Thursday, 23 April 2009
The British Consulate General
1 Supreme Court Road, Pacific Place, Admiralty
by kind permission of Her Majesty's Consul General
Lecture 1: Drinks Reception 5.30 pm; Lecture 6.30 pm
Lecture 2: Drinks Reception 7.30 pm; Lecture 8.30 pm
We are delighted to welcome to the Royal Geographical Society in Hong Kong Julian Bickersteth, curator of the huts of Captain Robert Scott on Antarctica. In this lecture, Mr. Bickersteth recounts the story of one of the greatest explorers of all time, through his early expeditions, to naval commands, to the fateful race to the South Pole. Mr. Bickersteth also gives an account of his own work on the restoration of the huts and of the preservation of the 15,000 artifacts that still survive from the great era of Antarctic exploration, including those of both Scott and Sir Ernest Shackleton.
Captain Robert Scott, CVO, was born in Devonport into a navy family and became a cadet at the age of 13. He soon attracted the notice of the Royal Geographical Society, which appointed him to command the National Antarctic Expedition of 190104. The expedition reached further south than anyone before them and Scott returned to Britain a national hero. He had caught the exploring bug and, by 1906, was planning an expedition to reach the South Pole.
By then a famous naval officer, Captain Scott was appointed to command the legendry Terra Nova Expedition, 191013. The whaling ship Terra Nova sailed from New Zealand in November 1910 and the expedition set off from a base camp on Antarctica the following October, with mechanical sledges, ponies and dogs. However, the sledges and ponies could not cope with the conditions and the expedition carried on without them, through appalling weather and increasingly tough terrain. In mid December, the dog teams turned back, leaving the rest to face the ascent of the Beardmore Glacier and the polar plateau.

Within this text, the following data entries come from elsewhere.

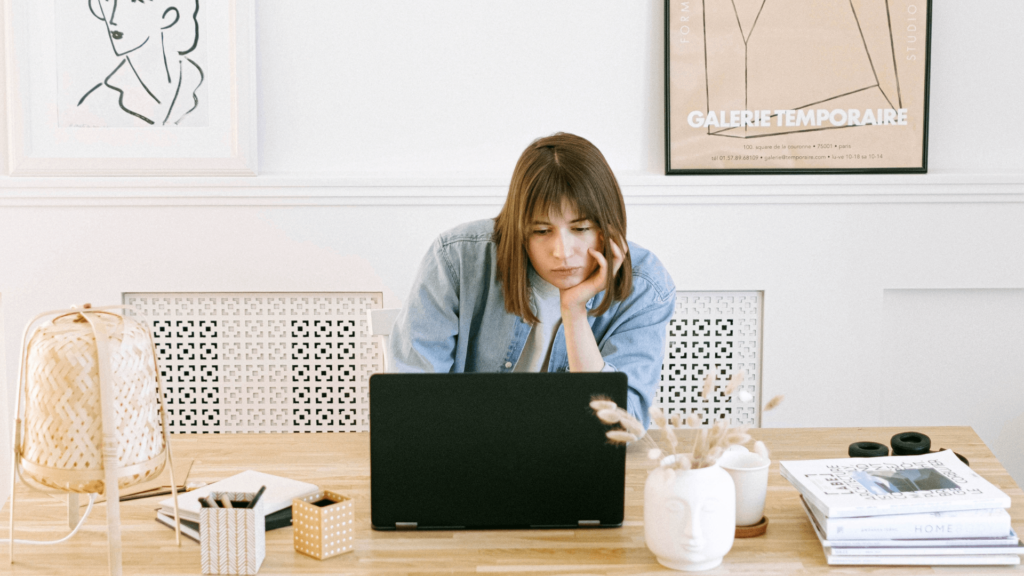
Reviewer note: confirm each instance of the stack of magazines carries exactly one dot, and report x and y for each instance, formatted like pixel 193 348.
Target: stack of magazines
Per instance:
pixel 928 509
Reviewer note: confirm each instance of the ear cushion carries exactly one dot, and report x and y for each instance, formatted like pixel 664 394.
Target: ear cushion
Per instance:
pixel 867 450
pixel 908 444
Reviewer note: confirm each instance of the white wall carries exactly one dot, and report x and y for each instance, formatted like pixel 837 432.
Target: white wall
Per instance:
pixel 383 123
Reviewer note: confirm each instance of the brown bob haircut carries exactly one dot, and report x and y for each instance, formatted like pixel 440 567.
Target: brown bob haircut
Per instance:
pixel 554 171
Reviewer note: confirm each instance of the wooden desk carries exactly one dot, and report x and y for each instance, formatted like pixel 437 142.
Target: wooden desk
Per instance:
pixel 342 462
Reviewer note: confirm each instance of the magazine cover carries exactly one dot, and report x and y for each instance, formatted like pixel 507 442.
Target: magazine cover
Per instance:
pixel 892 485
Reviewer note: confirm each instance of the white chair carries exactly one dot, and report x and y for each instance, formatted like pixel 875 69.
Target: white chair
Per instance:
pixel 381 323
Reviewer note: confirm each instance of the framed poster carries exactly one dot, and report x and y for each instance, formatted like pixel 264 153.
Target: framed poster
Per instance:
pixel 784 86
pixel 130 87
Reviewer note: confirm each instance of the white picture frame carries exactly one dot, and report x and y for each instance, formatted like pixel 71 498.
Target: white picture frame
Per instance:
pixel 55 49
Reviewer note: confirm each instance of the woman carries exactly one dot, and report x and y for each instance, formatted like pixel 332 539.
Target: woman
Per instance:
pixel 155 84
pixel 550 285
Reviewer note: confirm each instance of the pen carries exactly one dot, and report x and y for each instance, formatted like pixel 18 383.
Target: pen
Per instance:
pixel 252 503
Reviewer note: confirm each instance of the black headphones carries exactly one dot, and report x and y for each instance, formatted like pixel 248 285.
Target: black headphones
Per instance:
pixel 904 444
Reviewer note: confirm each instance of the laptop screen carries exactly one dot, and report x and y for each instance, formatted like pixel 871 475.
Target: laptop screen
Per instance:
pixel 491 450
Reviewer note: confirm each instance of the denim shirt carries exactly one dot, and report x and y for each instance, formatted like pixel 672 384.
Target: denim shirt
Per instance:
pixel 455 319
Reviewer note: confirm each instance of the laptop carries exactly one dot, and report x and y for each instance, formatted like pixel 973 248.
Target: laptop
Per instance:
pixel 485 450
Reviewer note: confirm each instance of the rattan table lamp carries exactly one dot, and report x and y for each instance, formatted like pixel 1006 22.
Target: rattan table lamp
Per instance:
pixel 94 419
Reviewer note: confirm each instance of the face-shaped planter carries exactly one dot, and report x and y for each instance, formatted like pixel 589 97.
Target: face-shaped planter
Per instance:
pixel 689 517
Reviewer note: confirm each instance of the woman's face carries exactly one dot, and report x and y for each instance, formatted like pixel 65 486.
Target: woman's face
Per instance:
pixel 557 246
pixel 129 23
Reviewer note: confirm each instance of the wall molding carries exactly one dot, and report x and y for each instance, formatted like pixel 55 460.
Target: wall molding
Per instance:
pixel 380 190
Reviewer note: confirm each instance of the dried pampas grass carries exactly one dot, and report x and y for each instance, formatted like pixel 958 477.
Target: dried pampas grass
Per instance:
pixel 710 443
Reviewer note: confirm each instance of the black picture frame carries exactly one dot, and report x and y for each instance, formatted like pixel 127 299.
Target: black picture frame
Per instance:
pixel 772 148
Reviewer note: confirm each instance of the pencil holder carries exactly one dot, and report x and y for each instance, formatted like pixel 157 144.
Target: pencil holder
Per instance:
pixel 324 524
pixel 232 540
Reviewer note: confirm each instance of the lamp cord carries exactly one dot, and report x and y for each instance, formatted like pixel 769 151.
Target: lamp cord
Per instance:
pixel 92 500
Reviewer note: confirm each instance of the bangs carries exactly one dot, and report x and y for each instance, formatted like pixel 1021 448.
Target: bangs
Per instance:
pixel 555 191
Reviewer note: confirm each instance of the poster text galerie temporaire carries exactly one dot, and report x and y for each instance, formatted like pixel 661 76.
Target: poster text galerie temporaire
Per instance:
pixel 818 117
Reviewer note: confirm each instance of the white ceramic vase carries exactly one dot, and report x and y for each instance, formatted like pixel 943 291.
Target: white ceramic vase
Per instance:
pixel 689 516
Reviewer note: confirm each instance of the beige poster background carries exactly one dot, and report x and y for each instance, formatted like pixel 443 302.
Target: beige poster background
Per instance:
pixel 807 72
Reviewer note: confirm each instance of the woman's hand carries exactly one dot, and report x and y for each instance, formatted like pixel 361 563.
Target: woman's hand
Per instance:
pixel 574 299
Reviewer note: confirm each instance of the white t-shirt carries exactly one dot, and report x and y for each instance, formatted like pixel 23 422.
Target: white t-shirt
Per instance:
pixel 548 309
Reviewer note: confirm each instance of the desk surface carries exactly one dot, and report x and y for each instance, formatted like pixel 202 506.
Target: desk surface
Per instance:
pixel 341 462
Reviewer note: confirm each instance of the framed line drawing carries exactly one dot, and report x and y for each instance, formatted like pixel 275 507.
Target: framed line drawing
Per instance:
pixel 791 86
pixel 130 88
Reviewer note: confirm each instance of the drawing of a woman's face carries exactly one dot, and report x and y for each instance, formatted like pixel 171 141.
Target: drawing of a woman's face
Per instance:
pixel 133 23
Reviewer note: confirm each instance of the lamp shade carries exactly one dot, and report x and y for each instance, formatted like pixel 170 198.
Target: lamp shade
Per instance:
pixel 94 419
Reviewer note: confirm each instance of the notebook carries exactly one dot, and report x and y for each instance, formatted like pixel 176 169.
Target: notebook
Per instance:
pixel 484 450
pixel 280 493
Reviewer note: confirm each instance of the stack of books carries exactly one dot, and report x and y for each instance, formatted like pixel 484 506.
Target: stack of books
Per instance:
pixel 276 500
pixel 929 509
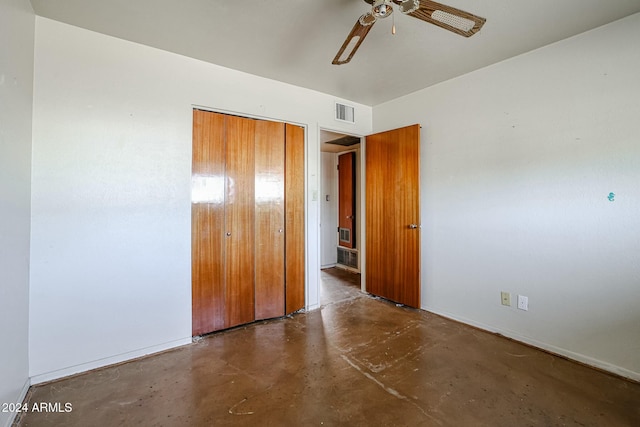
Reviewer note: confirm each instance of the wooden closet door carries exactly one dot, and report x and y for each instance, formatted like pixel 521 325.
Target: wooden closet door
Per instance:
pixel 207 222
pixel 294 214
pixel 269 219
pixel 239 221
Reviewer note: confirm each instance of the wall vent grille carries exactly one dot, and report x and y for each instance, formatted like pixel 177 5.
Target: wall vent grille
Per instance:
pixel 345 113
pixel 347 257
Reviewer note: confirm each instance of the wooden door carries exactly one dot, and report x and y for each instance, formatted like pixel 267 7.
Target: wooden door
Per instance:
pixel 207 222
pixel 269 219
pixel 294 214
pixel 393 215
pixel 347 201
pixel 247 220
pixel 239 221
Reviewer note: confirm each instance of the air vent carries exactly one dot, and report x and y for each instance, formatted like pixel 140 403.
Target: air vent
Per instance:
pixel 345 141
pixel 345 113
pixel 347 257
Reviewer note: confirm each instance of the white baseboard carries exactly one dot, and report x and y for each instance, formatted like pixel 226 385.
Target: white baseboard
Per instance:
pixel 83 367
pixel 581 358
pixel 21 397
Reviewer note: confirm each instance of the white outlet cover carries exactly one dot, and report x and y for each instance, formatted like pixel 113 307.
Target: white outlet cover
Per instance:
pixel 523 302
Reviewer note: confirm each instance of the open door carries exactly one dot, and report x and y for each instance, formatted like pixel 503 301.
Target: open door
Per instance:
pixel 347 202
pixel 393 215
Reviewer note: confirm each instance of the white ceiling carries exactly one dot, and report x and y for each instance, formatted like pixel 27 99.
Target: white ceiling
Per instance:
pixel 294 41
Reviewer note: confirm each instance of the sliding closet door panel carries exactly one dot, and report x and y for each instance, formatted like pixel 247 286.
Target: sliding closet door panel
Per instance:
pixel 239 221
pixel 269 212
pixel 294 214
pixel 207 218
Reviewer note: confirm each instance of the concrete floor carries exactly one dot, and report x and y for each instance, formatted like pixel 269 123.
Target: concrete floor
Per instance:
pixel 358 361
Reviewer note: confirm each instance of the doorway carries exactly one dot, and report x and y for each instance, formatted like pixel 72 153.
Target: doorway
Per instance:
pixel 340 210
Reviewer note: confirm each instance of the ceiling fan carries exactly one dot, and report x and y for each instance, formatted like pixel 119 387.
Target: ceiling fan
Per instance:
pixel 447 17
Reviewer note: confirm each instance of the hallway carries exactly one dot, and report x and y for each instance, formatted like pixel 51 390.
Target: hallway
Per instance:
pixel 357 361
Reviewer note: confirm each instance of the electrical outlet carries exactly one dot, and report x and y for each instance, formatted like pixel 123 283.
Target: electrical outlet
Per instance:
pixel 506 298
pixel 523 302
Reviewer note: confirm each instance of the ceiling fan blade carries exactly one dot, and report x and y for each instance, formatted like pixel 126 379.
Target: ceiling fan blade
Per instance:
pixel 447 17
pixel 354 39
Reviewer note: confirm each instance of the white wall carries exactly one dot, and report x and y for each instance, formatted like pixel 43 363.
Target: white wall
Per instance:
pixel 111 250
pixel 17 23
pixel 517 162
pixel 329 210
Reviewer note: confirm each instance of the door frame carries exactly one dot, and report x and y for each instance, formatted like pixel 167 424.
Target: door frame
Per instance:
pixel 361 176
pixel 360 202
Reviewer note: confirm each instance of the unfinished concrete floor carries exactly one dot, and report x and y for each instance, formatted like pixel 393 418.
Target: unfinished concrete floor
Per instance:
pixel 358 361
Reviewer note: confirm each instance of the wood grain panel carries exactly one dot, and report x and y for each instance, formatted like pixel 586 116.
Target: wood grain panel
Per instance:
pixel 239 221
pixel 269 219
pixel 207 223
pixel 294 214
pixel 392 204
pixel 346 194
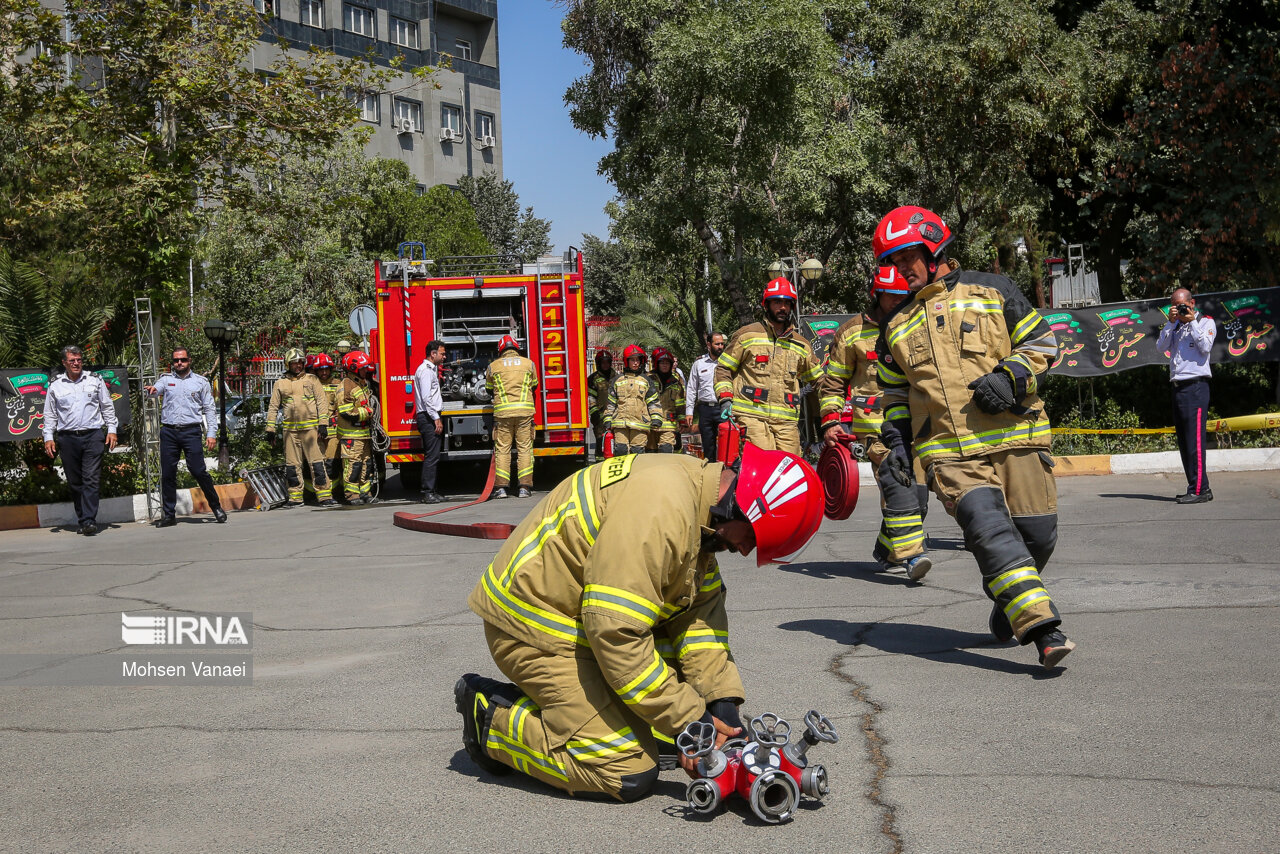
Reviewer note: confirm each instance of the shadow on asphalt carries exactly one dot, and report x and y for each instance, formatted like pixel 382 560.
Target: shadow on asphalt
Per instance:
pixel 932 643
pixel 1134 496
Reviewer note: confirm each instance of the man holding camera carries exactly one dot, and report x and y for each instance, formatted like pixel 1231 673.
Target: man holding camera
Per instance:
pixel 1188 338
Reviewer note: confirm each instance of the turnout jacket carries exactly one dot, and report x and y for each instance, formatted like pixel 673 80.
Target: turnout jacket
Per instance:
pixel 762 373
pixel 355 410
pixel 511 380
pixel 301 401
pixel 671 400
pixel 951 332
pixel 609 566
pixel 632 401
pixel 851 369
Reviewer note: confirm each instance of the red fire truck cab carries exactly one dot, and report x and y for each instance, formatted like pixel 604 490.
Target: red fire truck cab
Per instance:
pixel 470 304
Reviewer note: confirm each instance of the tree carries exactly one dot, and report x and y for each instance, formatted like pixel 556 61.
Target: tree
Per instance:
pixel 124 118
pixel 497 209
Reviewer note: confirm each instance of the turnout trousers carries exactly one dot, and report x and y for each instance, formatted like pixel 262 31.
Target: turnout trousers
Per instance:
pixel 570 730
pixel 903 510
pixel 1006 505
pixel 769 434
pixel 1191 412
pixel 517 430
pixel 629 441
pixel 302 453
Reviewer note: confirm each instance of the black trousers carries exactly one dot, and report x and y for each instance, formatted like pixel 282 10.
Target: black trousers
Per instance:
pixel 708 427
pixel 1191 414
pixel 430 451
pixel 177 442
pixel 82 462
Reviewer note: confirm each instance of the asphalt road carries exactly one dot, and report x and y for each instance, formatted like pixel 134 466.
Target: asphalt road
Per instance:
pixel 1160 734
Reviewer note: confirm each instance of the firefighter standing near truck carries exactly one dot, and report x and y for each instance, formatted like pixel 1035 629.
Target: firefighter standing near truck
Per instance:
pixel 301 402
pixel 598 388
pixel 323 368
pixel 607 608
pixel 671 402
pixel 355 423
pixel 851 369
pixel 960 364
pixel 512 380
pixel 759 374
pixel 631 410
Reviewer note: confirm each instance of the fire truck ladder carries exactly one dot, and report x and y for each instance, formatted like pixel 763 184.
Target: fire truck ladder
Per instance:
pixel 552 310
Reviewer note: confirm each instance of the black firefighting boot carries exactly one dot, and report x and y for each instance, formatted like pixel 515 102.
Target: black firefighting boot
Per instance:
pixel 475 697
pixel 1054 647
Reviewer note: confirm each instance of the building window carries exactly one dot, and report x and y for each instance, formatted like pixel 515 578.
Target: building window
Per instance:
pixel 312 13
pixel 359 19
pixel 405 32
pixel 451 119
pixel 408 115
pixel 370 106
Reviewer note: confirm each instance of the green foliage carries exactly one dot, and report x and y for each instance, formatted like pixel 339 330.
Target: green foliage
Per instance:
pixel 497 209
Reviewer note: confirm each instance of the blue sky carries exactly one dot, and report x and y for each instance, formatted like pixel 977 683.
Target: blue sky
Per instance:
pixel 551 163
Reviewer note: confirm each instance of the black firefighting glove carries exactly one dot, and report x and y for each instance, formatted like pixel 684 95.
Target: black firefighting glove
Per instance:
pixel 895 435
pixel 993 392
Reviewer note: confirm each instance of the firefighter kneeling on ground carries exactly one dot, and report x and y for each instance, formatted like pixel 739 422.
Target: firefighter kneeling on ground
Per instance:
pixel 671 402
pixel 512 380
pixel 607 610
pixel 632 410
pixel 323 369
pixel 355 428
pixel 301 402
pixel 960 364
pixel 759 374
pixel 851 368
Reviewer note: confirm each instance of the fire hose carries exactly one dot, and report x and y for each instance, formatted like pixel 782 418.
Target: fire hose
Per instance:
pixel 767 770
pixel 476 530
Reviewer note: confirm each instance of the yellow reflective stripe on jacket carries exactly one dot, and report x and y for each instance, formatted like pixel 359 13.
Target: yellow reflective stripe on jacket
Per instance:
pixel 696 639
pixel 983 441
pixel 650 677
pixel 618 741
pixel 621 601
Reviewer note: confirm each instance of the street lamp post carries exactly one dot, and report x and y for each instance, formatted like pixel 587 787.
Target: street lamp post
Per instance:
pixel 222 333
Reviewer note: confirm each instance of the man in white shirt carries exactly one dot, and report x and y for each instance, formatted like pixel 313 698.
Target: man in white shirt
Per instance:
pixel 1188 337
pixel 80 423
pixel 428 403
pixel 700 392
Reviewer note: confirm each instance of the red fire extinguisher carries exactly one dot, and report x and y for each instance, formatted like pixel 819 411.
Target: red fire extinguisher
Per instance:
pixel 728 442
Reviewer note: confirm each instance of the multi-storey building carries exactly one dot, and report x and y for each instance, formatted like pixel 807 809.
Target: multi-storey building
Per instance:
pixel 444 127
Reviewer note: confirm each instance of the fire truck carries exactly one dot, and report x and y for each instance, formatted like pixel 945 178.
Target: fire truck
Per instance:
pixel 470 304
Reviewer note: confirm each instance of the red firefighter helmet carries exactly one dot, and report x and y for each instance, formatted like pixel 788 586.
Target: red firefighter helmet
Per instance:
pixel 780 288
pixel 355 361
pixel 782 498
pixel 887 279
pixel 909 225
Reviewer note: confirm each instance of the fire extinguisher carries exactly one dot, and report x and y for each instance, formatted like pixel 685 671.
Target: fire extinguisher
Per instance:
pixel 728 441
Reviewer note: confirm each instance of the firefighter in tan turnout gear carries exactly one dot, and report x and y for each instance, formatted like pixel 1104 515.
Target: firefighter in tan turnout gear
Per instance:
pixel 632 409
pixel 759 374
pixel 512 380
pixel 851 369
pixel 606 608
pixel 959 365
pixel 301 402
pixel 671 402
pixel 355 424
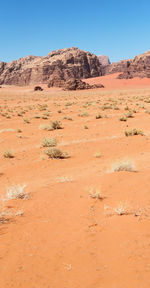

In 1912, Scott led a party of five which reached the South Pole on 17 January, only to find that they had been preceded by Roald Amundsen's Norwegian party in the legendary unsought "race for the Pole". Yet, as the Norwegian team had ridden by dog sled and Scott's party were the first to trek to the Pole, the "race" was widely perceived as a draw. The Norwegian team's expedition report most charitably said "it is no disparagement of Amundsen and the rest of us when I say that Scott's achievement exceeded ours…….I do not believe men ever have shown such endurance at any time, nor do I believe there ever will be men to equal it".
Mr Bickersteth is the Director of The Antarctic Ross Sea region historic hut conservation programme. The Royal Geographical Society played a fundamental role in supporting the expeditions of Scott and Shackleton to the Antarctic. The legacy of these expeditions lives on in the form of the huts the explorers built and the over 15,000 artefacts that still survive from the era. Over the last five years a major conservation program has been underway to conserve these extraordinary relics of the heroic age of Antarctic exploration. Mr Bickersteth has been coordinating the artefact conservation programme, and talks about the huts and the artefacts in the wider context of the stories of the expeditions, richly illustrated by slides of the stunning Antarctic terrain.
Julian Bickersteth was educated a Marlborough College and Christ Church College, Oxford. He moved initially to Australia to work at the Timbertop Outward Bound School. He returned to England to train in conservation, before returning to Australia to take a position at the Powerhouse Museum in Sydney. Since 1987, he has been Managing Director of International Conservation Services, which has conducted conservation projects throughout Asia. Mr Bickersteth has achieved worldwide acclaim for his work on the Scott and Shackleton huts and artefacts.
Members and their guests are most welcome to attend these lectures, which are HK$100 for Members and HK$150 for guests and others.